To the editor: In reply to the Letter to the Editor by Drs Rakha, Ellis and Reis-Filho, regarding our article,1 we would like to clarify the following:

Triple-negative (ER/PR/HER2-negative) breast cancer constitutes more than one entity with heterogeneous and poorly understood growth and invasive mechanisms. Despite concordance between histopathology, immunohistochemistry and cDNA analysis, a pragmatic approach should be considered for identification of these tumors for treatment.2 We agree that negativity for ER/PR/HER2 is not an obligated criteria to classify breast tumors as basal-like carcinomas, but for the purpose of our study, we only selected the triple-negatives tumors for analyzing several biological markers. The use of both terms indistinctly throughout the text might have led to some confusion.

From a histopathological point of view, it is true that basal-like breast carcinomas are heterogeneous groups of high-grade invasive ductal neoplasms (NOS), which also include most of the myoepithelial, medullary, adenoid cystic, metaplastic and spindle cell carcinomas.3 Apparently, they are not specific markers to classify these tumors. Recently, it has been stated that the immunohistochemical pattern that best defines basal-like breast carcinomas is the triple negativity in association with the positivity for EGFR and/or basal cytokeratins (CKs) (ie, CK5/6, CK14 and CK17).4 Few investigators have analyzed all three CKs together, as we did. Nevertheless, in our cases, we did not find any statistical correlation between expression of several CKs (data not included in our paper). Furthermore, how basal CK expression contributes to the adverse prognosis of these tumors is currently unknown. Among our triple-negative cases with myoepithelial differentiation, we also observed a heterogeneous pattern of CK expression. Moreover, positive S100 expression was observed more frequently than SMA expression, and interestingly, in other studies, SMA expression was detected more frequently than p63.3 It means that the characterization of these neoplasms is still blurry.

The level of EGFR expression has been revealed as an independent predictor of tumor response to radiation therapy.5 The contribution of our immunohistochemical study in this field is that, in fact, in triple-negative breast carcinomas, several growth-factor receptors (ie, EGFR, IGF1R, PDGFRá, and so on) are involved, and therefore, they could explain the aggressive clinical behavior in some cases.

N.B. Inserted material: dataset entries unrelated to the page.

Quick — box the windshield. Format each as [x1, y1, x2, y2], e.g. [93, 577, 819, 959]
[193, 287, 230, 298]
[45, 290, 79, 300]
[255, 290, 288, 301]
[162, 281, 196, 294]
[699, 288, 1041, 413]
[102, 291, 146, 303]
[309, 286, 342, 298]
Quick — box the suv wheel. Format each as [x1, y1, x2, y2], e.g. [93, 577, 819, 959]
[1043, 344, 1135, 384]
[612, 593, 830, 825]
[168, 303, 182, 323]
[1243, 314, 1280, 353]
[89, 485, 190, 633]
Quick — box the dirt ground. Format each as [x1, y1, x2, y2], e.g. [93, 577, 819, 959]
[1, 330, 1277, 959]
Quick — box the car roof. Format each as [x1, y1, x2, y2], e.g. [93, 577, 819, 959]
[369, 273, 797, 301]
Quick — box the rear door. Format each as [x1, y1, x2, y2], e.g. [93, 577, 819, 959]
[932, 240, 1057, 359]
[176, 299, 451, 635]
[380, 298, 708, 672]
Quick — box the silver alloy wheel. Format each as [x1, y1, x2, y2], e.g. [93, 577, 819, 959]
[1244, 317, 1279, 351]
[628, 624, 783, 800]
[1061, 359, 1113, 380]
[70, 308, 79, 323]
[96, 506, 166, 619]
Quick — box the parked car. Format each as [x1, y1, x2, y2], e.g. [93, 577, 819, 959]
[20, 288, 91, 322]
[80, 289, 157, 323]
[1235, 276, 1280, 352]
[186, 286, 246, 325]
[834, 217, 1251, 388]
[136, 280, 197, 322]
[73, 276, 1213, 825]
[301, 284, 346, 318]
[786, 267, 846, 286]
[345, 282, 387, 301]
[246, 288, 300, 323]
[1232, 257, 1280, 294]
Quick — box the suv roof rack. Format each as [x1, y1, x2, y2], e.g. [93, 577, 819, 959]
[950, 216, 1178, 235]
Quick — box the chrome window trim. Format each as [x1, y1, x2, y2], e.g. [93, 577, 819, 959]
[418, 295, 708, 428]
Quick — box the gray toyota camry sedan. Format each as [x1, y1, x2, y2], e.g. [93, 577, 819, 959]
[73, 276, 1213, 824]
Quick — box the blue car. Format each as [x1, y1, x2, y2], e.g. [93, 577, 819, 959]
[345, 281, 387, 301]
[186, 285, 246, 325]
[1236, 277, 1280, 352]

Other markers, such as p53 overexpression, have been considered a common marker of basal-like breast carcinoma,6 but it has also been detected in 11.3% of ER-positive breast carcinomas.7 Therefore, current evidence is still insufficient to support the routine analysis of p53 in clinical practice.8

Dendrograms of expression profiling/hierarchical clustering analysis are not available for most institutions. Of note, comparative studies with different gene sets for breast cancer diagnosis achieved 77–81% agreement for outcome classification,9 as with immunohistochemistry and conventional histopathology.

In summary, the data reviewed above indicate that characterization and/or classification of these neoplasms is still undergoing investigation. Therefore, more research should be conducted in this field to define the underlying mechanisms, which in turn will provide better understanding of breast neoplasms for more accurate patient treatment.